The same problem is with my own proposal above.
So I think your patch is not a solution.
On the other hand, how does it happen that there are so many expired sessions to remove. Can't you just run the session cleanup more often?
comment:5 by , 10 years ago
I don't think the manual chunking solution proposed on the PR is acceptable. That makes the code quite scary.
Also, when I tested clearsessions
, I do get a single query:
DELETE FROM "django_session" WHERE "django_session"."expire_date" < %s' - PARAMS = (u'2014-11-20 16:13:19.188990',); args=(u'2014-11-20 16:13:19.188990',
I wonder if you have a FK to Session
or signal handler that's preventing fast-path deletion; see the QuerySet.delete() docs.

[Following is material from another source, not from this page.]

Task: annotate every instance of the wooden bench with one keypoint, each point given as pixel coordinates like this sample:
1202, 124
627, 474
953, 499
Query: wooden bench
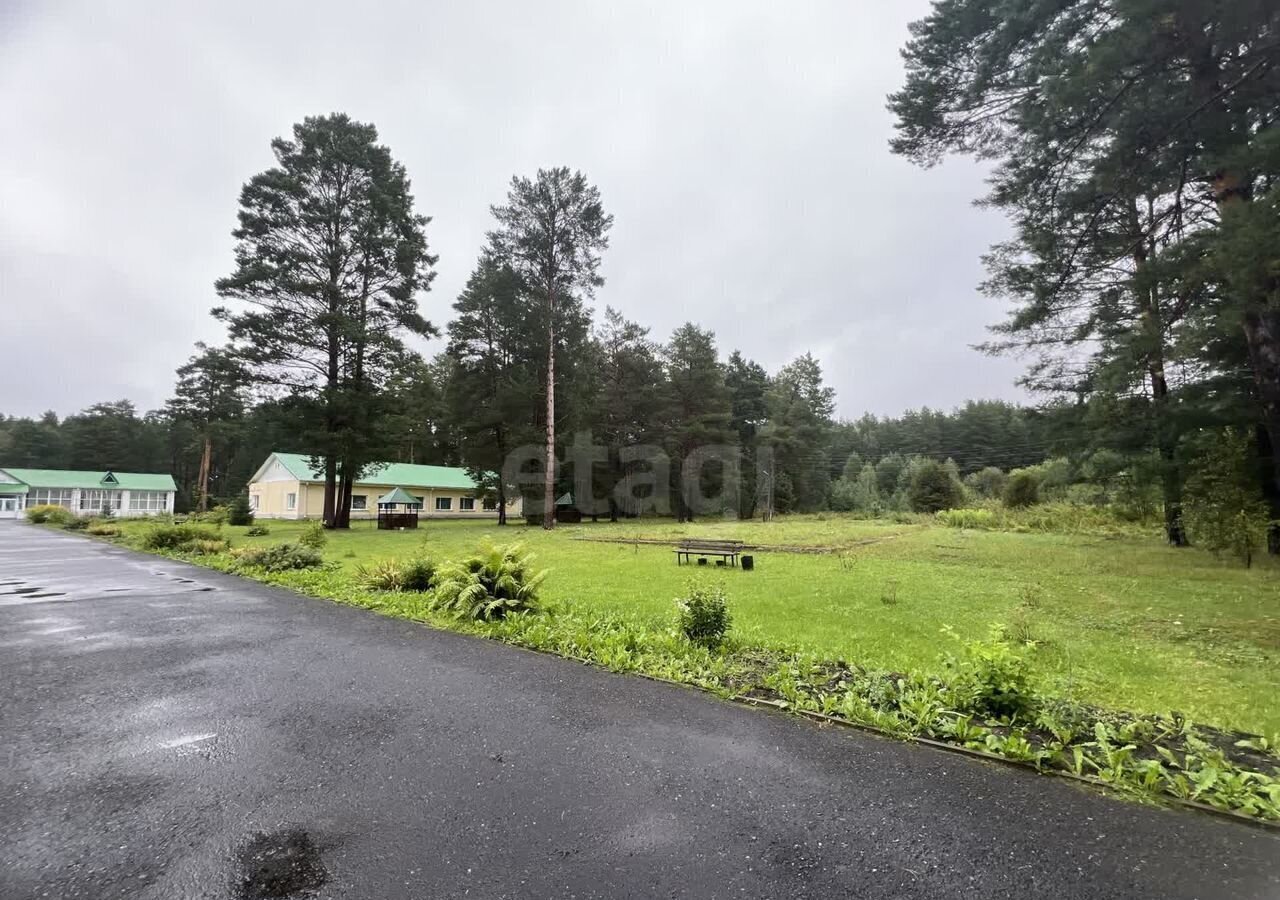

comment:6 by , 10 years ago
Resolution: | → worksforme |
---|---|
Status: | assigned → closed |
comment:7 by , 10 years ago
I can confirm there were no problems with signal handlers or foreign keys making the fast deletion path ignored. The problem (at my previous employer's, Memrise) was literally the DELETE FROM WHERE query touching too many rows in one operation and locking the index[es] whilst it removes them. The session table was seeing relatively high writes (memcached fleet for reads) as there were a number of features mutating session data.
Actually at one point clearsessions made the site go down briefly. The daily cron task had not run for a couple weeks due to misconfiguration, so when it did run the DELETE query was removing around half the table. This is all in MySQL but I'm sure postgres would behave similarly with such a large table.

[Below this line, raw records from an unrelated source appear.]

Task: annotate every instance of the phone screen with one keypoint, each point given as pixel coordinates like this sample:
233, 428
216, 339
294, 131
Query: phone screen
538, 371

If you don't want to introduce the chunked deletion into django core I understand, this problem must only occur with such high traffic sites. I'm using more tools like pt-archiver ( http://www.percona.com/doc/percona-toolkit/2.1/pt-archiver.html ) for such cleanup operations now anyway. At least I had my first go at submitting a django patch though, thanks!
PR: https://github.com/django/django/pull/3520
Adapted from some production code.
Tests pass but there is naturally no test for >10k sessions. I tried one out and of course it was very slow. We could make the chunk size an extra setting and that would make it testable?